Where will the money go? Net proceeds of two share blocks — 8.32 mn treasury shares (5.42% of the company) and 3.95 mn existing shares (2.58%) — will go to fund the company’s employee incentive program. The remainder of the 33.83 mn existing shares (excluding the 3.95 mn earmarked for employee incentives) will be shared among the selling shareholders based on their ownership stakes. The two blocks comprise a total of 66% of net proceeds.

MEANWHILE- Proceeds from newly issued shares — 34% of net proceeds — will go to the company to help fund its growth plans and general business needs.

Why it matters: If successful, Flynas would be the first Gulf airline to go public in nearly two decades — ahead of a much-anticipated IPO by Etihad Airways, expected to hit the Abu Dhabi Exchange later this year. Proceeds from the listing will help Flynas expand its fleet and roll out new hubs across the kingdom.

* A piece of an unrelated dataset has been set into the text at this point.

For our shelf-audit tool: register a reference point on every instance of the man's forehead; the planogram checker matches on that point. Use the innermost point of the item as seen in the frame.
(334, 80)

What’s next: Bookbuilding for institutional investors wraps on 18 May. The retail tranche will follow shortly after.

ADVISORS- Goldman Sachs Saudi Arabia, BSF Capital, and Morgan Stanley Saudi Arabia are joint financial advisors and underwriters. BSF Capital is also serving as lead manager. Bookrunners include Emirates NBD Capital KSA, Goldman Sachs Saudi Arabia, Al Rajhi Capital, BSF Capital, Citigroup Saudi Arabia, ANB Capital, and Morgan Stanley Saudi Arabia. Receiving agents include BSF Capital, Al Rajhi Capital, SNB Capital, and Riyad Capital, among others.